Indonesia cannot ask for a more effective representation in Washington than the American president.

And this is probably the biggest intangible result Indonesians came away with from Obama’s whirlwind visit here, a country where he spent four years of his childhood, growing up, speaking the local language and attending Indonesian schools.

Returning to Indonesia for the first time in his capacity as President, Obama pledged to help promote greater understanding and cooperation between the two countries. Just the kind of things any envoy in a foreign land is expected to do.

Obama wound up his visit on Wednesday having impressed his hosts, and not just because he still speaks their language. Beside giving a short speech after his meeting with President Susilo Bambang Yudhoyono, he gave a longer address at the University of Indonesia. At both events, he talked about a democratic Indonesia growing in confidence that increasingly is expected to play a larger role on the global stage.

What impressed his Indonesian hosts the most was when he made improving relations between Indonesia and the United States almost like his personal mission.

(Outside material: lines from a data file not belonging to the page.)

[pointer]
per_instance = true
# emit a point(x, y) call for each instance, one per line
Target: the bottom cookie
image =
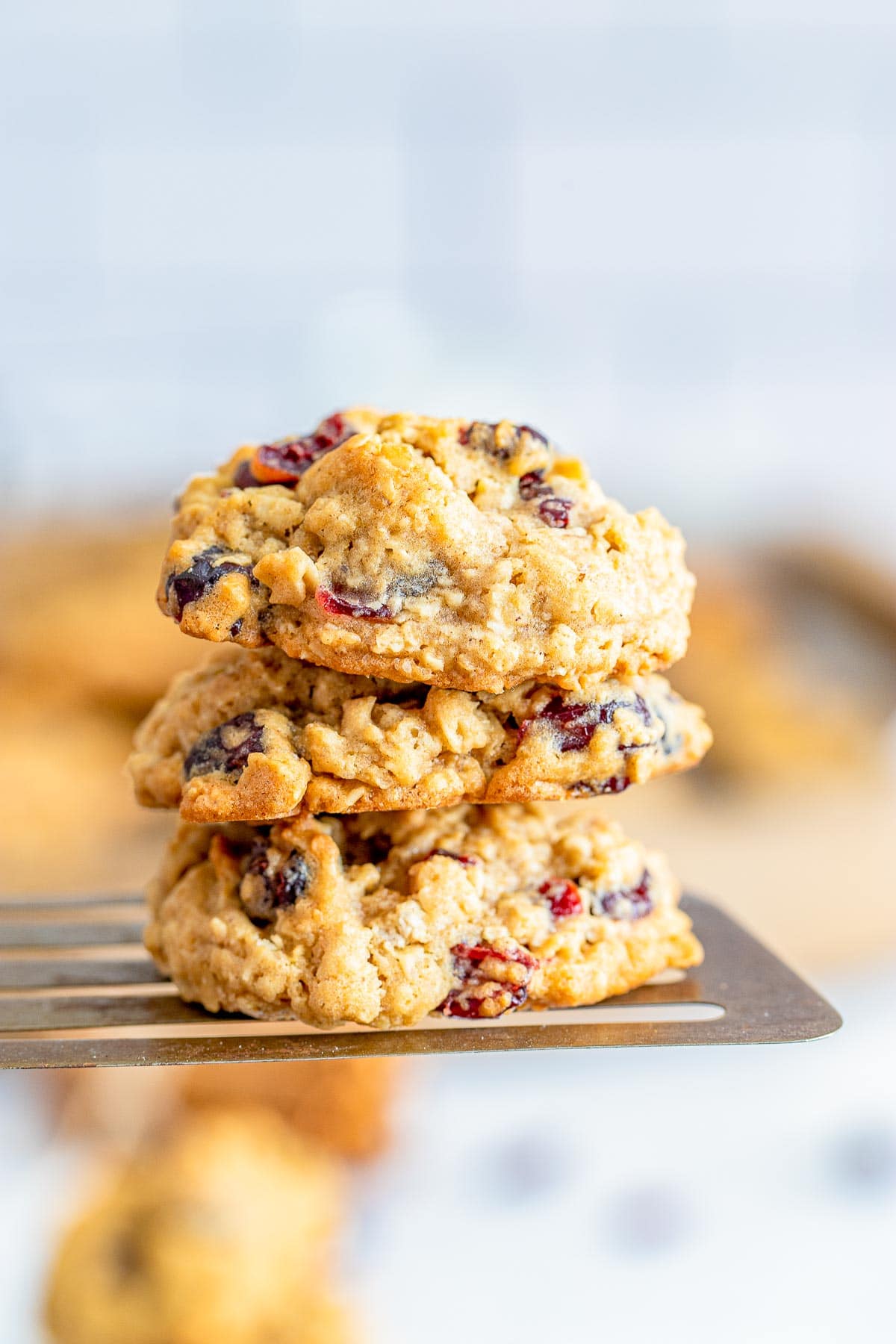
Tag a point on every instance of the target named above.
point(382, 918)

“Not enough Americans know about this great country,” Obama said during a joint media conference with President Yudhoyono. “Hopefully my visit here will help to promote additional interest and understanding.”

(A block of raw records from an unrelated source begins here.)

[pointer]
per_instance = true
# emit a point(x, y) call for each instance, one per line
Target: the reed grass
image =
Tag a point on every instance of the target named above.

And at the University of Indonesia, he stressed: “I am part of Indonesia.”

The Comprehensive Partnership, which was launched during his visit, becomes the showpiece in this new chapter of their relationship. While it hardly contains anything new — it simply brings existing cooperation programs under one umbrella — it also commits the two countries to broadening and deepening their ties.

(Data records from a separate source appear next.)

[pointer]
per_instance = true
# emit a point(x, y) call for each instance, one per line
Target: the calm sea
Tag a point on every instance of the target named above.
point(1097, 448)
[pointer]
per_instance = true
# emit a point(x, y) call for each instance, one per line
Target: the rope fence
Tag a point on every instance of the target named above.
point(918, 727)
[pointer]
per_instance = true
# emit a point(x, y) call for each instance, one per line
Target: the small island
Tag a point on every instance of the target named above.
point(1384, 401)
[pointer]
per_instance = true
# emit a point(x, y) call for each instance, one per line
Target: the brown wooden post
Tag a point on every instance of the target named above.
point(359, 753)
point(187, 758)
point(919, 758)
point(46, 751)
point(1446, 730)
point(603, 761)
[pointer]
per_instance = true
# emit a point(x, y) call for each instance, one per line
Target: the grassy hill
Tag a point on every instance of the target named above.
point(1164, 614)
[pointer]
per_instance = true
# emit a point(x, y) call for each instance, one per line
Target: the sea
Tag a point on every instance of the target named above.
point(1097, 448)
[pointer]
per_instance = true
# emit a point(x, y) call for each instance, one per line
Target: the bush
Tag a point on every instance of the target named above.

Although Indonesia and the United States are already cooperating in many fields, there is room for improvement. Three areas which Obama singled out for greater cooperation were in trade and investment; soft-power issues like education, science, climate change, democratization and human rights; and political and security issues.

Obama was dismayed that the United States ranks third among Indonesia’s major trading partners after Japan and China. “We want to be number one,” he told Yudhoyono.

One area where their interests intersect is in responding to the evolution of Asia through the rapid rise of China and India. Now that the US has been admitted into the East Asia Summit, Washington and Jakarta would collaborate on building a new regional architecture that guarantees peace and prosperity for all countries in the region.

Skeptics have compared the short visit with the goodies Obama brought to India, where he spent three days before coming to Jakarta, and came to the conclusion that Indonesia is not all that important after all. Others saw that Indonesia is still faring low in US priorities in Asia when compared to Japan, South Korea, China and India.

While it may be true, they are unfair comparisons. For historical if not ideological reasons, Indonesia will never become an ally the way Japan and South Korea have, while the sheer size of China and India put Indonesia in a different league.

A fairer comparison would be to look at Indonesia-US relations today and a decade ago. We would learn that we have come a long way. They have certainly moved away from the time counterterrorism became the single overriding issue that defined the intimacy of our bilateral relations. Today, ties are broader and deeper.

Indonesia’s relations with the United States will never reach the same level and intensity that Washington has built with Japan, South Korea, China and India. We will never become allies, but more than partners, which sounds cold and impersonal, Indonesia and the United States should settle with being friends, close friends perhaps.

It has also helped that Indonesia has become a full-fledged democracy, a factor that makes the two countries feel at ease with one another because of their shared values and principles, at least when it comes to democracy and freedom. Like any two friends, Indonesia and the United States will likely continue to have their differences, but these should not affect their overall friendship.

Indonesia cannot find a better friend in the United States today than President Obama. He is not going to replace Ambassador Dino, but he certainly makes the job of any Indonesian envoy in
Washington a lot easier. The best is yet to come.